The United States Court of Appeals for the Sixth Circuit, which covers Michigan, Ohio, Kentucky and Tennessee, has reversed the ruling.

The U.S. Court of Appeals three-judge panel says that chalking tires is trespassing "because the City made intentional physical contact with Taylor’s vehicle."

Trespassing is allowed under certain circumstances, but the court of appeals says in this case it constitutes an unreasonable search:

The City commences its search on vehicles that are parked legally, without probable cause or even so much as “individualized suspicion of wrongdoing”—the touchstone of the reasonableness standard.

Previous court rulings have set a precedent that automobiles have a "reduced expectation of privacy," but the appeals court says that does not apply in this case:

The automobile exception permits officers to search a vehicle without a warrant if they have “probable cause to believe that the vehicle contains evidence of a crime.” No such probable cause existed here.

The City of Saginaw tried to argue that it was a public safety issue, but the appeals court disagreed:

The City does not demonstrate, in law or logic, that the need to deter drivers from exceeding the time permitted for parking—before they have even done so—is sufficient to justify a warrantless search.

I've never liked having my tires chalked. It's not quite Minority Report territory, but it's still invasive. I can only imagine how those with sports cars and expensive, glossy tires must feel about having their property marked-up (vandalized?) while they obey every law.

The appeals court ruling does not mean that cities have to stop closely monitoring properly parked vehicles, it only applies to the physical marking that goes with chalking a tire. Simply taking photos of vehicles could be an acceptable alternative in place of marking with chalk.

It is also possible that in some circumstances chalking a tire could be considered allowable in the interest of public safety.
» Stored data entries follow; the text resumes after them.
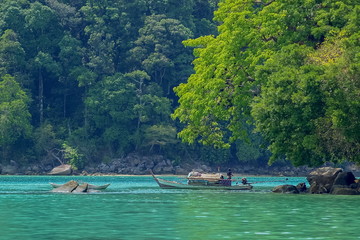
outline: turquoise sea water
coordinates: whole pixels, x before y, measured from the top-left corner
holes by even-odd
[[[284,178],[248,178],[276,179]],[[49,182],[69,180],[111,185],[94,194],[49,192]],[[280,184],[198,191],[160,189],[148,176],[0,176],[0,239],[360,239],[360,196],[271,193]]]

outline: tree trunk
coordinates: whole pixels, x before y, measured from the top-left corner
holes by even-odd
[[[39,121],[41,126],[44,122],[44,79],[41,68],[39,68]]]
[[[63,108],[63,117],[66,118],[66,100],[67,100],[67,94],[66,94],[66,89],[64,91],[64,108]]]

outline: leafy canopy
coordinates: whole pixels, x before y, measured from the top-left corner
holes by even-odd
[[[29,97],[10,75],[0,81],[0,147],[14,143],[20,137],[29,137],[31,125]]]
[[[229,147],[256,126],[295,165],[360,161],[359,1],[226,0],[218,36],[195,47],[195,73],[175,88],[179,136]]]

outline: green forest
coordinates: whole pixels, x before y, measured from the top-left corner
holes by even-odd
[[[360,1],[0,2],[0,163],[360,161]]]

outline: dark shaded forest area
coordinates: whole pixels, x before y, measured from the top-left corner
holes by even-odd
[[[181,143],[170,118],[173,87],[193,73],[182,41],[216,35],[217,2],[1,1],[1,162],[236,159],[234,149]]]
[[[2,0],[0,163],[360,162],[359,3]]]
The appeals courts says that if a city can demonstrate that chalking a tire is necessary for public safety, then the chalking could be considered reasonable. It is the practice of routinely chalking without probable cause that the appeals court is ruling against.

While it is possible cities may choose to continue chalking tires under certain circumstances, it is more likely we will see most adopt another measure of monitoring vehicles to avoid possibly violating the Fourth Amendment.